Los investigadores, del Departamento de Fisiología, Desarrollo y Neurociencia de la Universidad de Cambridge, entrenaron a ocho ovejas para que reconocieran los rostros de cuatro celebridades: la presentadora de televisión Fiona Bruce, el actor Jake Gyllenhaal, el expresidente Barack Obama y la actriz Emma Watson. Dos pantallas mostraban dos fotografías en un corral especialmente diseñado y, mediante un haz infrarrojo situado cerca de las pantallas, recibían una recompensa de comida cada vez que se acercaban a la fotografía correcta; si se equivocaban sonaba un zumbador y no recibían ninguna recompensa. Las ovejas escogieron el rostro de la celebridad correcta, cuya cara habían aprendido a reconocer, ocho veces de cada diez.
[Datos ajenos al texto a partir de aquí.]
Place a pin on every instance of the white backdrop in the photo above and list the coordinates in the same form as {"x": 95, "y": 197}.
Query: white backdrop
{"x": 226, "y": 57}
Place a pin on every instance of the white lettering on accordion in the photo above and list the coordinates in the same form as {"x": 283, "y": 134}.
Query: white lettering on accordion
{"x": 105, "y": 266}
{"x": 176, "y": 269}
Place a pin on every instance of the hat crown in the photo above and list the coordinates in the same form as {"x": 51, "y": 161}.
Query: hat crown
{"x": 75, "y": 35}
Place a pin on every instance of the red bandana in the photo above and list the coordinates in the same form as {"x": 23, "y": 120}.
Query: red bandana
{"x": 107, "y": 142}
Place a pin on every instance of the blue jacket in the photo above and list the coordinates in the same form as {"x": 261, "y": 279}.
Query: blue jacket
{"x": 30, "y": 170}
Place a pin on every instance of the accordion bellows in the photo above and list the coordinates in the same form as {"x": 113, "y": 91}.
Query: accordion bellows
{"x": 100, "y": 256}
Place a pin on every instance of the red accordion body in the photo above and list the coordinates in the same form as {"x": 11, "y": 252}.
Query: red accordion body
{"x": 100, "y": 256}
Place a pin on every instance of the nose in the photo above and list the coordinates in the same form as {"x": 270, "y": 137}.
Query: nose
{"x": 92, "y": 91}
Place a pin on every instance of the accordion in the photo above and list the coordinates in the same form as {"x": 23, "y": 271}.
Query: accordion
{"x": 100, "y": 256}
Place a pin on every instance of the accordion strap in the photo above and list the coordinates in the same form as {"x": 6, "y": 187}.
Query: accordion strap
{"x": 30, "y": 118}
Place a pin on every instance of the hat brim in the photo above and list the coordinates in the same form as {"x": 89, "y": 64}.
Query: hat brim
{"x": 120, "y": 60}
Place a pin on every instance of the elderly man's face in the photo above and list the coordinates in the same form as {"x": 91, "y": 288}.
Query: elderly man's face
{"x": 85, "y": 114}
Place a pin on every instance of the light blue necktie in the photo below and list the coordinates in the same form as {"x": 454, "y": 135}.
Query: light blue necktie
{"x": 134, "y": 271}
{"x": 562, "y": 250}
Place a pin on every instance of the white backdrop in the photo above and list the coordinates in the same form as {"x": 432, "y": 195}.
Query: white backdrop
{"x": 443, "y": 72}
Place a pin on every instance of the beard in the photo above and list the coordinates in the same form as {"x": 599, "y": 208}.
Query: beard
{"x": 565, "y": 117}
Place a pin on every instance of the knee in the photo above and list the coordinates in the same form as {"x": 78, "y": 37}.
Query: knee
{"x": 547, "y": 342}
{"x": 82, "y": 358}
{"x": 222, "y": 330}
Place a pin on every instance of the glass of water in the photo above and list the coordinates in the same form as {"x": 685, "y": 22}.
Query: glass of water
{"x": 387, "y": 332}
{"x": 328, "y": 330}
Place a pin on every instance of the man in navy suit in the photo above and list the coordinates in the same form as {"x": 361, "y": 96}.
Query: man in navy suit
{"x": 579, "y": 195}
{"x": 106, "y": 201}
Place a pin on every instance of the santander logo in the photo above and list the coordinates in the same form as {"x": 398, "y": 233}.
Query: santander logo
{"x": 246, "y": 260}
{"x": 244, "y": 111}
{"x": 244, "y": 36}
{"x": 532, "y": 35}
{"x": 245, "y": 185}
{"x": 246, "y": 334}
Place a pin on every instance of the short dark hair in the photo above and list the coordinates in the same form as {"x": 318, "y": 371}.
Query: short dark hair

El nivel de acierto descendió un 15% cuando les enseñaron los rostros con un ángulo diferente (a los humanos también nos ocurre de forma similar). Y, sin un entrenamiento previo, fueron capaces de reconocer la fotografía del adiestrador, con el que habían pasado unas dos horas al día, en siete ocasiones de cada diez.

"Las ovejas son longevas y tienen cerebros similares en tamaño y complejidad a los de algunos monos. Eso significa que pueden ser modelos útiles para ayudarnos a entender los trastornos del cerebro, por ejemplo la enfermedad de Huntington, que se desarrolla durante un largo período de tiempo y que afecta a las capacidades cognitivas. Nuestro estudio nos ofrece otra forma de observar cómo cambian esas capacidades, particularmente en ovejas que portan la mutación genética que causa la enfermedad de Huntington", indica Morton.